What a soul-crushing job that would be.


It was actually only number six on our top ten soul crushing jobs list. Number one will surprise you! Click here!


Owch. That was painfully good.


Looks boring, won't click

Fun fact:

https://medium.com/i-data/29-reasons-youre-reading-this-arti... "29 reasons you’re reading this article or why odd-length BuzzFeed listicles perform better than even ones"


> Looking at ten thousand published BuzzFeed listicles over a period of three months I found a statistically significant difference in the performance of odd-length listicles compared to even ones.

They published at least 10,000 listicles in 3 months! now, that is what I call a soul-crushing job (writing those articles)


Seems like a similar thing to what goes behind pricing something as 1.99 instead of 2.00


- You wont believe how much money they make

- Engineers are shocked with these results

- Here is the top 10 headlines they found. #6 will make you cringe

- The CEO wrote the sweetest message to them

Perhaps they should simply ban buzzfeed or use all of their headlines as examples.


> Perhaps they should simply ban buzzfeed

What a kind, just world that would be.


You'd miss out on the handful of really good real journalism articles per month that Buzzfeed publishes in that case, which would be kind of a shame. Maybe that's how they justify the expense of doing real journalism -- it makes it harder for other sites to ban their domain.

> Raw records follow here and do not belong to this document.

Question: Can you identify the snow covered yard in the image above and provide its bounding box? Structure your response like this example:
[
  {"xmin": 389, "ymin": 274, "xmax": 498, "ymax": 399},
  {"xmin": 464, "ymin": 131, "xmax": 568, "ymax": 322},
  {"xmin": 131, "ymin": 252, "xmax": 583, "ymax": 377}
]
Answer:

HN bans buzzfeed submissions outright, but I would have loved to see the community's comments on this article, for example:

https://www.buzzfeed.com/andrewrice/the-fall-of-intrade-and-...


FWIW, some buzzfeed articles are supposedly of a higher calibre and have been shared and successful on HN: https://hn.algolia.com/?query=buzzfeed.com&sort=byPopularity...


Thanks. That was an interesting article.

"Roman bookies ran numbers on the election of Renaissance popes until Gregory XIV banned the practice on penalty of excommunication. Around the turn of the 20th century, Wall Street brokers openly traded election futures and newspapers quoted their prices like modern opinion polls. Strumpf estimates that at the peak of this practice, in the election of 1916, around $10 million was bet on these markets — more than $200 million in today’s dollars. By the end of the New Deal era, though, the electoral markets had all but disappeared, due to both competition — modern polling pushed the betting lines out of the newspapers — and legal crackdowns."


FWIW BuzzFeed insists they don't do clickbait because they don't over-promise on expectations (the second requirement listed in Facebook's post).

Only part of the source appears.